Koan, my regrets for not replying sooner.

>>Take Norman Podhoretz for example whom you felt was not a neo conservative as I remember.

No, Norman Podhoretz is definitely a neoconservative. But a lot of other people (such as Buckley) on the right disagree with him, so he is not representative of all conservatives. Just as Buckley is not representative of everyone on the right.

>>There is a HUGE difference between the conservative and
>>liberal thinking and mind set. Rush Limbaughs and Bill Moyers
>>contrast the two types of thinking pretty well.

This is a good example to use. Limbaugh and Moyers are unofficial spokesmen for the right and left, respectively, but just because Moyers has a particular opinion, it doesn't mean that everyone on the left would fall in line with him. Is it fair to say that Moyers agrees with everything that Jeremiah Wright says, just because a handful of good lefties go to Wright's church? I would say no, no more fair than to make Podhoretz an exemplar of all conservatives.

>>We can rise above a "stupid formula" which is what the neo cons have been selling. And an ugly formula at that!

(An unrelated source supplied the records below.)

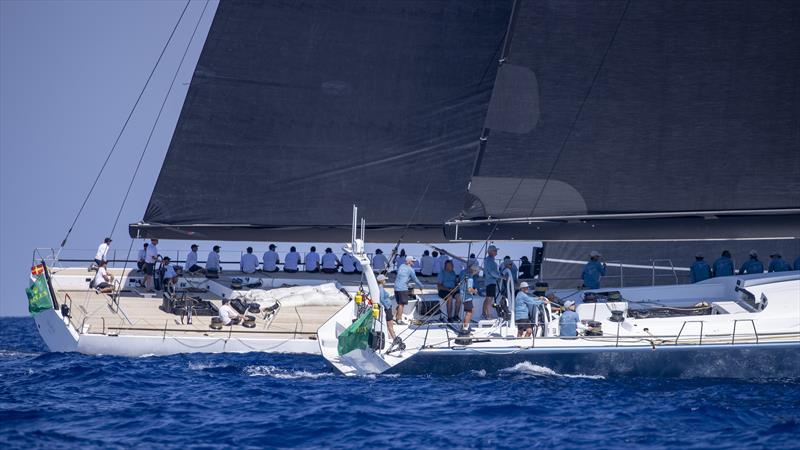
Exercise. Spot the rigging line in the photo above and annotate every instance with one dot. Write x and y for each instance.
(580, 108)
(122, 130)
(158, 116)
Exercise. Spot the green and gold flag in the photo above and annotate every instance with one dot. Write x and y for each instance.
(356, 336)
(38, 295)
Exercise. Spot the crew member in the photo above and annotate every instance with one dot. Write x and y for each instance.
(191, 265)
(723, 266)
(169, 271)
(426, 264)
(524, 306)
(292, 261)
(249, 262)
(753, 265)
(469, 281)
(312, 260)
(777, 263)
(700, 270)
(593, 270)
(525, 268)
(102, 252)
(103, 280)
(402, 292)
(229, 315)
(271, 259)
(386, 302)
(379, 262)
(490, 276)
(330, 263)
(446, 284)
(213, 266)
(151, 257)
(141, 257)
(569, 320)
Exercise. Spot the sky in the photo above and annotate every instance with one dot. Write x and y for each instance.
(70, 72)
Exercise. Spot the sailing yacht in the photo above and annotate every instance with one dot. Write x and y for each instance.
(471, 121)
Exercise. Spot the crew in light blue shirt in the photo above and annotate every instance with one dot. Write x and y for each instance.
(753, 265)
(405, 274)
(568, 322)
(593, 270)
(723, 266)
(778, 264)
(700, 270)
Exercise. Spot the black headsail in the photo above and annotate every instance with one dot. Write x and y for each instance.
(299, 109)
(637, 120)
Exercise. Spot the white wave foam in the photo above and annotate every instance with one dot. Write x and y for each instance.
(283, 374)
(528, 368)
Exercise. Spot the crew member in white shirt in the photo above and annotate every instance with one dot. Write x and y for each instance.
(349, 264)
(141, 258)
(291, 261)
(312, 261)
(212, 262)
(150, 259)
(191, 265)
(426, 264)
(379, 261)
(329, 261)
(271, 259)
(228, 315)
(102, 251)
(249, 262)
(170, 275)
(103, 280)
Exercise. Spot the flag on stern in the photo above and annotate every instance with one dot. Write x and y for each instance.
(38, 294)
(356, 336)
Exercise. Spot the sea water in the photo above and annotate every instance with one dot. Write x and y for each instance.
(56, 400)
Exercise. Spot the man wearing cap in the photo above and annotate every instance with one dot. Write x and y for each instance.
(468, 279)
(402, 293)
(271, 259)
(723, 266)
(191, 265)
(778, 264)
(753, 265)
(292, 261)
(593, 270)
(213, 267)
(569, 320)
(386, 302)
(312, 261)
(150, 259)
(330, 263)
(102, 251)
(491, 274)
(524, 305)
(700, 270)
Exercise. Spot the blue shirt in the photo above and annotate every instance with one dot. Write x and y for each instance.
(405, 274)
(523, 304)
(448, 279)
(490, 271)
(778, 265)
(568, 323)
(386, 301)
(723, 267)
(591, 274)
(752, 266)
(700, 271)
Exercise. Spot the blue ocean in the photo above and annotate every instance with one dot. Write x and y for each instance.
(56, 400)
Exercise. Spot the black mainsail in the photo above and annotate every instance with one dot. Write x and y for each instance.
(297, 110)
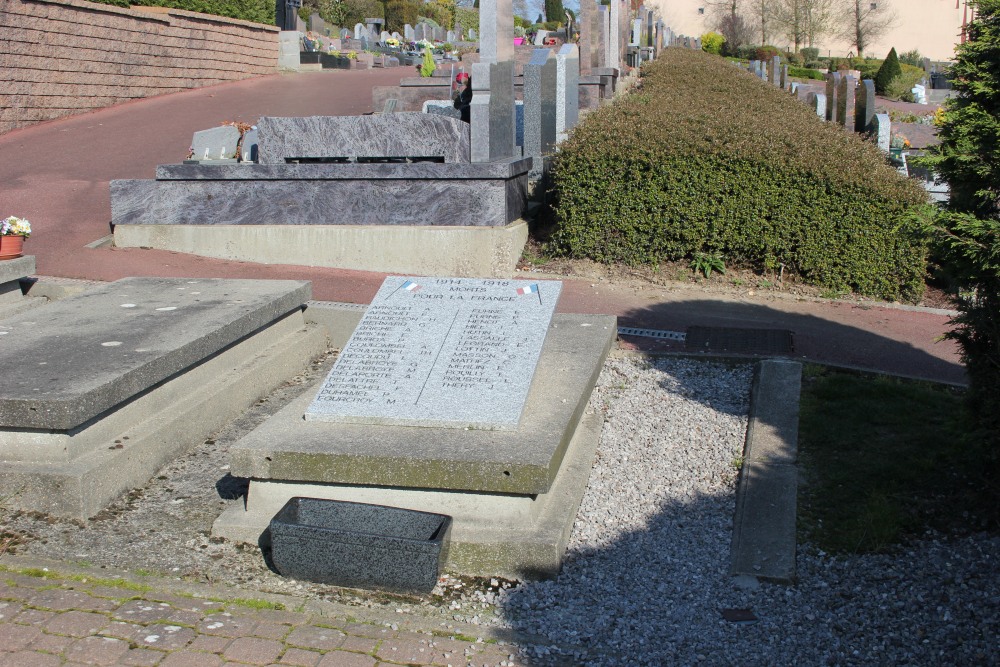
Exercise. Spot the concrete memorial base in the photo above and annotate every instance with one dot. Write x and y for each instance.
(103, 388)
(513, 494)
(406, 249)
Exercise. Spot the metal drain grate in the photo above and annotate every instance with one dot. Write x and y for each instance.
(743, 341)
(652, 333)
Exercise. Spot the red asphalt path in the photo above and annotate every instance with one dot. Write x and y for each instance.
(57, 175)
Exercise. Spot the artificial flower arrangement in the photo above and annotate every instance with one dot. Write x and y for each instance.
(13, 226)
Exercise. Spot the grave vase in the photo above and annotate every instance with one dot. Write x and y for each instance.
(11, 247)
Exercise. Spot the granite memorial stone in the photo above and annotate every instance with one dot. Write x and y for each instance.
(448, 352)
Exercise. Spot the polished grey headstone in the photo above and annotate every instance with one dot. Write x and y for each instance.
(832, 91)
(845, 102)
(217, 143)
(359, 545)
(864, 110)
(882, 133)
(567, 90)
(459, 194)
(78, 357)
(450, 352)
(540, 103)
(411, 134)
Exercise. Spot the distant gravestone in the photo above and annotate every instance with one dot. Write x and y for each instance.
(540, 103)
(864, 110)
(567, 90)
(881, 131)
(218, 143)
(446, 352)
(845, 102)
(248, 147)
(832, 89)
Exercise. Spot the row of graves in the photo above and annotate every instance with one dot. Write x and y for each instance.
(451, 432)
(404, 192)
(850, 102)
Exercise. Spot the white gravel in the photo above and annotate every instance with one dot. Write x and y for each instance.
(646, 576)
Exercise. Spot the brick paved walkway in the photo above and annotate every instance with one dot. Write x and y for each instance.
(50, 617)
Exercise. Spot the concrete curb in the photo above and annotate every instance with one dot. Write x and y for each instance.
(763, 543)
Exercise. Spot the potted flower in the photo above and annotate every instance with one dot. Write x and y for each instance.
(13, 232)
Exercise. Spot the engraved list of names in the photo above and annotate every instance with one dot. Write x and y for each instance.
(453, 352)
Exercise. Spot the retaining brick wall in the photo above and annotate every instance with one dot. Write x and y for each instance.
(63, 57)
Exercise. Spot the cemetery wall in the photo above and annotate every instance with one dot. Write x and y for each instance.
(65, 57)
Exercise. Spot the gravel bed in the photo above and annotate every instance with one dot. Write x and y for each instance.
(646, 575)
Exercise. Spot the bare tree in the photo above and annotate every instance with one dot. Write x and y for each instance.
(789, 18)
(729, 20)
(865, 21)
(820, 19)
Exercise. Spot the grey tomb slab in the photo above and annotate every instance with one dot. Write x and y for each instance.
(449, 352)
(78, 357)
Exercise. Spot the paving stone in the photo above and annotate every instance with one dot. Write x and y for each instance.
(121, 630)
(254, 650)
(300, 657)
(185, 616)
(366, 630)
(34, 617)
(8, 610)
(360, 644)
(210, 643)
(51, 643)
(408, 649)
(342, 659)
(28, 659)
(16, 637)
(191, 659)
(227, 625)
(77, 624)
(164, 637)
(142, 657)
(268, 630)
(311, 636)
(59, 599)
(282, 616)
(143, 611)
(96, 650)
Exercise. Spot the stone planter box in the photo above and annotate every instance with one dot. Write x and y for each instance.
(358, 545)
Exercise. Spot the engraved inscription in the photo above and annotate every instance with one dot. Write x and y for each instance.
(441, 351)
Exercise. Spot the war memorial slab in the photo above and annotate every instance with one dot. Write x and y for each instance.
(449, 352)
(512, 484)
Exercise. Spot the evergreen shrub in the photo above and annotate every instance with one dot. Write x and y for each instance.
(703, 158)
(889, 70)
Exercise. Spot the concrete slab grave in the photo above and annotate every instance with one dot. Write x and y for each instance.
(511, 486)
(333, 191)
(104, 387)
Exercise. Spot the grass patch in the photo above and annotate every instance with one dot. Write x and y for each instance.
(884, 459)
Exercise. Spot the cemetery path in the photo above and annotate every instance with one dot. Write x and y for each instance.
(57, 175)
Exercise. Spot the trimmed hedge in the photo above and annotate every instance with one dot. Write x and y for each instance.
(258, 11)
(706, 158)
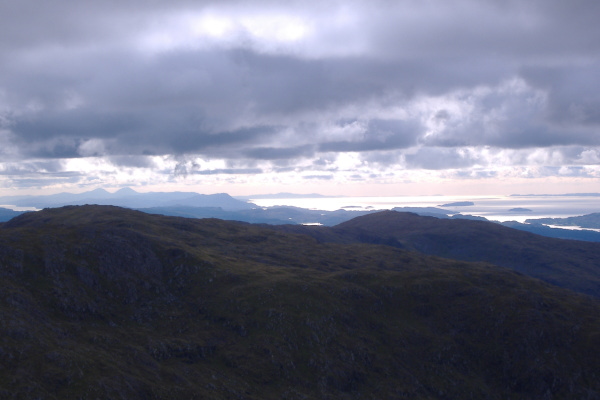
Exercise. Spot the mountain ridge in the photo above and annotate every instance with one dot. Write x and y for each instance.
(566, 263)
(106, 302)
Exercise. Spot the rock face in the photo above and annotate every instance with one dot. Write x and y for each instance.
(103, 302)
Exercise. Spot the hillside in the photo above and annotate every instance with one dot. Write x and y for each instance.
(567, 263)
(104, 302)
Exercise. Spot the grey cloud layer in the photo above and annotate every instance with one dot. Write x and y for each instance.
(75, 81)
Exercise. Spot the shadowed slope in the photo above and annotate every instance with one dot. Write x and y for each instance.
(103, 302)
(567, 263)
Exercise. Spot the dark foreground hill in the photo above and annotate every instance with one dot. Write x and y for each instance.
(567, 263)
(102, 302)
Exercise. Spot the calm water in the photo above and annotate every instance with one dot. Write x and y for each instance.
(491, 207)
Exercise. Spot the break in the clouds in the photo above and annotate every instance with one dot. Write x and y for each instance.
(112, 93)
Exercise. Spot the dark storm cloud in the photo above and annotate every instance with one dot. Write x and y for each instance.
(438, 158)
(273, 153)
(126, 79)
(379, 135)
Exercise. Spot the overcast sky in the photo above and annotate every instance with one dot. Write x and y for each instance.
(338, 97)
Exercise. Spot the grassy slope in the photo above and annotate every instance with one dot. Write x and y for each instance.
(102, 302)
(567, 263)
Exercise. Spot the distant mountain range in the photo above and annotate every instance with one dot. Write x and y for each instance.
(224, 206)
(101, 302)
(129, 198)
(584, 221)
(566, 263)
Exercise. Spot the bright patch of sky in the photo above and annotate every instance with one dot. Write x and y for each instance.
(338, 97)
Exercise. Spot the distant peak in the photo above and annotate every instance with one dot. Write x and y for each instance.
(126, 191)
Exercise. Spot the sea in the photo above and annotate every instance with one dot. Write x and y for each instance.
(495, 208)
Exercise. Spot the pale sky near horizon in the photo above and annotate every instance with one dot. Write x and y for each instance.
(357, 98)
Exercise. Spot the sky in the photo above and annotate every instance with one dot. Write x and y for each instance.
(359, 98)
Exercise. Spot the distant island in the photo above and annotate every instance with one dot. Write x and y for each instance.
(459, 204)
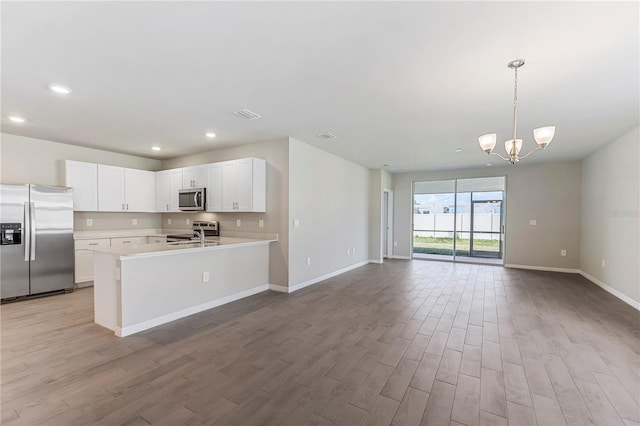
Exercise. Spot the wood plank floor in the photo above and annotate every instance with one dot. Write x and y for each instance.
(404, 343)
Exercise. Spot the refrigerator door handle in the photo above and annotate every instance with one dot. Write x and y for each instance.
(32, 214)
(27, 231)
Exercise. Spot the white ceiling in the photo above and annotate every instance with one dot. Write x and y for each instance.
(402, 83)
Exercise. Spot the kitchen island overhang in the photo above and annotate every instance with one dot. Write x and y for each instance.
(140, 287)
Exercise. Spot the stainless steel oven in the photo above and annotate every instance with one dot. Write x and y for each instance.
(192, 199)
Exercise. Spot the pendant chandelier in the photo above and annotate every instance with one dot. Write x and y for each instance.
(541, 135)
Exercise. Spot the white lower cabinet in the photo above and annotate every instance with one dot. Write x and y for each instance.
(84, 254)
(84, 258)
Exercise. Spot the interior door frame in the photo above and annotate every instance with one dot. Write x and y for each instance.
(387, 226)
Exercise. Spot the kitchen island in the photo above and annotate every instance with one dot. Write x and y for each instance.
(142, 286)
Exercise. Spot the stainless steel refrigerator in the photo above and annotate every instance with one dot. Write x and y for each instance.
(36, 225)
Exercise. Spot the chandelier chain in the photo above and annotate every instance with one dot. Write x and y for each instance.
(515, 103)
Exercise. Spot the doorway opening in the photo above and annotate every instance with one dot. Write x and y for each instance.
(387, 222)
(459, 220)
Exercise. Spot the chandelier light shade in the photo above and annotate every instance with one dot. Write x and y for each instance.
(542, 135)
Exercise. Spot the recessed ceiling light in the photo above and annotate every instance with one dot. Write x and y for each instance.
(58, 88)
(16, 119)
(327, 136)
(245, 113)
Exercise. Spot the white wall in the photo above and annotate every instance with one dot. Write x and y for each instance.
(29, 160)
(276, 154)
(610, 206)
(548, 192)
(328, 195)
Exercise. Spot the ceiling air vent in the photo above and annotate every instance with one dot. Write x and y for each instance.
(327, 136)
(245, 113)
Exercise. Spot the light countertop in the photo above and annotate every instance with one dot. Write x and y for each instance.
(118, 233)
(163, 249)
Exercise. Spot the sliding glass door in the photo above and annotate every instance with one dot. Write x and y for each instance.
(434, 205)
(460, 220)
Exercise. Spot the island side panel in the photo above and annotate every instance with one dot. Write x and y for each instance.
(159, 289)
(106, 290)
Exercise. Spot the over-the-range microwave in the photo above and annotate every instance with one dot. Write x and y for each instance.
(192, 199)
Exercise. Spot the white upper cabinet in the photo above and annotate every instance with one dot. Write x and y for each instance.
(194, 177)
(214, 187)
(140, 190)
(121, 189)
(244, 185)
(168, 183)
(111, 189)
(83, 178)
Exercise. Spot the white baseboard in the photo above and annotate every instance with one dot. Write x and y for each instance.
(279, 288)
(326, 276)
(626, 299)
(543, 268)
(145, 325)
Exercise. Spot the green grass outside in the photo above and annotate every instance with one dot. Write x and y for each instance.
(438, 245)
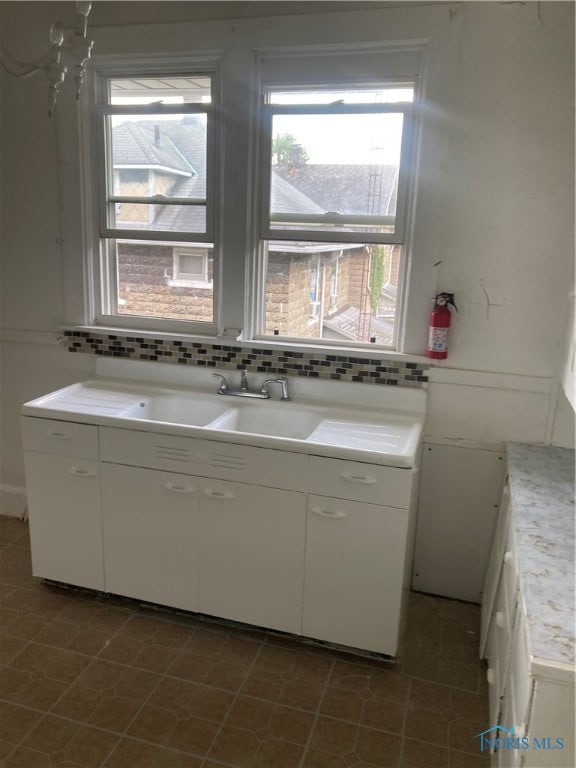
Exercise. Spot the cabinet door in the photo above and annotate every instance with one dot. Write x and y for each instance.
(354, 573)
(150, 535)
(251, 560)
(65, 522)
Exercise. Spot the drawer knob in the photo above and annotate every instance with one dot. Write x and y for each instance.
(335, 514)
(79, 472)
(350, 477)
(220, 495)
(179, 488)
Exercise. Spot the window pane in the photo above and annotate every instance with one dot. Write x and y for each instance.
(368, 95)
(147, 288)
(191, 265)
(345, 164)
(168, 90)
(158, 157)
(332, 291)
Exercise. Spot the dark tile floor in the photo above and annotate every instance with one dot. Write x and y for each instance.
(88, 681)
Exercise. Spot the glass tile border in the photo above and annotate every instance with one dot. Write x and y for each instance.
(351, 368)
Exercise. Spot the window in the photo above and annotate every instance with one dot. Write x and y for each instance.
(276, 209)
(335, 191)
(156, 173)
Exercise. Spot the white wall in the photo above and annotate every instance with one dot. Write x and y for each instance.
(505, 232)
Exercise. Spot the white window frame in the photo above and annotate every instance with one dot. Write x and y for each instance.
(297, 229)
(417, 41)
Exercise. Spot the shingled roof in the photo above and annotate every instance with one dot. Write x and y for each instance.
(180, 145)
(145, 144)
(344, 188)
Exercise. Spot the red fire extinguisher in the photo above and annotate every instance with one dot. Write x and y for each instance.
(439, 324)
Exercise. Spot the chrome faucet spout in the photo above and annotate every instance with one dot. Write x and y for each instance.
(283, 381)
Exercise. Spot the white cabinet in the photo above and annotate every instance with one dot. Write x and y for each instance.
(354, 573)
(65, 522)
(279, 539)
(150, 522)
(252, 554)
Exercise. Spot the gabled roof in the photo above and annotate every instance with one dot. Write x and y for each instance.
(360, 189)
(180, 145)
(348, 319)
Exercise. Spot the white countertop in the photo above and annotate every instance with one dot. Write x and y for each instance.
(385, 432)
(542, 495)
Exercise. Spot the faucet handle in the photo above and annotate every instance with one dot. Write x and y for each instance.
(223, 388)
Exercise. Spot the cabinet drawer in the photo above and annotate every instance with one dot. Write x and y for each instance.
(205, 458)
(360, 482)
(61, 437)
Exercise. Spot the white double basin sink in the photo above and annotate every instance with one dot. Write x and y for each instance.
(386, 433)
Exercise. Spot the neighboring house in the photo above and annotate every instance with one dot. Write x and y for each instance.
(314, 290)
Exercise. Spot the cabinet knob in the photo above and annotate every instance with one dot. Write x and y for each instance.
(335, 514)
(178, 488)
(350, 477)
(212, 494)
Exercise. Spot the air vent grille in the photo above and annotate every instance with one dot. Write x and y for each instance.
(227, 462)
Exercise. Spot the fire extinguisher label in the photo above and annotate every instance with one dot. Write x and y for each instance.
(438, 340)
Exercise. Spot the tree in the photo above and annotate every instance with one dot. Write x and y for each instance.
(287, 151)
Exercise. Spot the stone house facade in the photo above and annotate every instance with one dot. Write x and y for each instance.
(313, 290)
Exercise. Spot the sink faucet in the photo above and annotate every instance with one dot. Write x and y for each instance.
(283, 381)
(244, 391)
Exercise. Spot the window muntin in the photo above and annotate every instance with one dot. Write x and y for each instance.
(336, 167)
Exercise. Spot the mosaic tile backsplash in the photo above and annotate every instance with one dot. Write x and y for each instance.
(374, 370)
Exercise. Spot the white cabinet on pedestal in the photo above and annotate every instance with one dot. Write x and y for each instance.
(354, 572)
(252, 554)
(150, 522)
(63, 487)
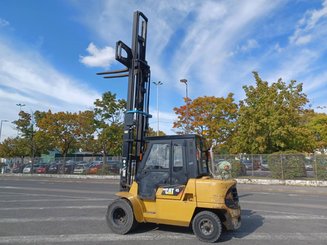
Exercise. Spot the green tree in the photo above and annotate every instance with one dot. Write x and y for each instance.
(15, 147)
(108, 115)
(271, 118)
(152, 132)
(212, 117)
(317, 124)
(66, 130)
(27, 126)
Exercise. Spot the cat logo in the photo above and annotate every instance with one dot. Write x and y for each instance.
(172, 191)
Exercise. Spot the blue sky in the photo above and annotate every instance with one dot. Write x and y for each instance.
(51, 50)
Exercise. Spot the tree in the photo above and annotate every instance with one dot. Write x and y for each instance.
(27, 126)
(212, 117)
(108, 115)
(271, 118)
(318, 126)
(65, 130)
(152, 132)
(15, 147)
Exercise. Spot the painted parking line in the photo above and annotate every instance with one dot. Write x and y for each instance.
(56, 190)
(49, 219)
(150, 236)
(294, 205)
(20, 194)
(55, 207)
(58, 200)
(101, 218)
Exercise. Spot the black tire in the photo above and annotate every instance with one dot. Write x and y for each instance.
(207, 226)
(120, 217)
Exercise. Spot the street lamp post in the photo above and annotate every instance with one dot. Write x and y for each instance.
(158, 84)
(20, 106)
(2, 121)
(187, 100)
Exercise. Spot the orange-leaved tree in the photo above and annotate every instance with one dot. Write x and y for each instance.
(211, 117)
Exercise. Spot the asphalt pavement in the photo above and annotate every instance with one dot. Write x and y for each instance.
(36, 210)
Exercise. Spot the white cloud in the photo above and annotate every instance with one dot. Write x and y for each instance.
(98, 57)
(25, 77)
(309, 25)
(4, 23)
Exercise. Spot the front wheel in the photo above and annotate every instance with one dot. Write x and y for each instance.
(120, 217)
(207, 226)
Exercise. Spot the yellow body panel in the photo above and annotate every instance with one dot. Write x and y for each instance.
(178, 209)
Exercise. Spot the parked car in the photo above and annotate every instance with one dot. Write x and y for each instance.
(264, 166)
(18, 169)
(27, 169)
(53, 168)
(69, 168)
(114, 167)
(35, 167)
(42, 169)
(249, 165)
(81, 168)
(6, 169)
(94, 167)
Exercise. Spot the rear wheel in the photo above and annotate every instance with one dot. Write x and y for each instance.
(120, 216)
(207, 226)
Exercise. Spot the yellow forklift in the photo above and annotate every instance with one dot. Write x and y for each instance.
(164, 179)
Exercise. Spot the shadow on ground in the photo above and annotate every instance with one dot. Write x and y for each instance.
(251, 221)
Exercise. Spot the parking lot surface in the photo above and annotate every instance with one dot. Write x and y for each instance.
(36, 210)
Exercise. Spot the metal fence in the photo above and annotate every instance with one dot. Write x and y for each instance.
(277, 166)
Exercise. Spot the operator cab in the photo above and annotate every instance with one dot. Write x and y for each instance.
(170, 161)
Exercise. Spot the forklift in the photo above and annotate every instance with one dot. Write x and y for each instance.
(164, 179)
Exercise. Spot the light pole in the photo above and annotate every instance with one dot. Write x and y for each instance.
(2, 121)
(20, 106)
(187, 100)
(158, 84)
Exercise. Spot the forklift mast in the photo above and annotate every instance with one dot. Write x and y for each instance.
(136, 120)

A lot of conservatives and libertarians would agree with you. They only reason they might vote for McCain or a third party instead of a Dem is that they consider the Dem alternative to be worse. This is rational behavior:

rangevoting.org

>>And the NEO cons do subscribe to the the Ayn Rand / Milton Friedman theory of economics...

Rand and Friedman were very different. Rand thought that certain exceptional humans could rise to the point where they were capable of objective reason, for whom policy became "fact" instead of a matter of informed opinion. The protagonists in her novels were able to remake the whole world through heroic action. And even the most dominant female characters in her works had an unquenchable desire to be sexually ravished, "taken" (nb, Rand had liaisons with all the men in her circle, such as Alan Greenspan and Nathaniel Branden).

So, there was a strong fascistic element to Rand's novels, an oversimplification of reality and a worship of power.

Contrast this with virtually any other libertarian. Friedman, for example, was trained as an economist. He spent the last 40 years of his life, however, explaining classical liberal ideas to laymen. Rand was a cantankerous and difficult person, one who threw people out of her intellectual circle for disagreement, but Friedman was affable, even comic at times. Friedman didn't think that business people were heroes, unlike Rand, and he didn’t expect heroic action out of them. He argued that the standard of living is highest when, in Robert Nozick’s words, capital is distributed “from each as they choose, to each as they are chosen”, as opposed to the Marxist formulation.

OTOH, Friedman is representative of only the Chicago school of economics. There are several other libertarian political and economic schools that are distinct from the Chicago school (more on this in a moment).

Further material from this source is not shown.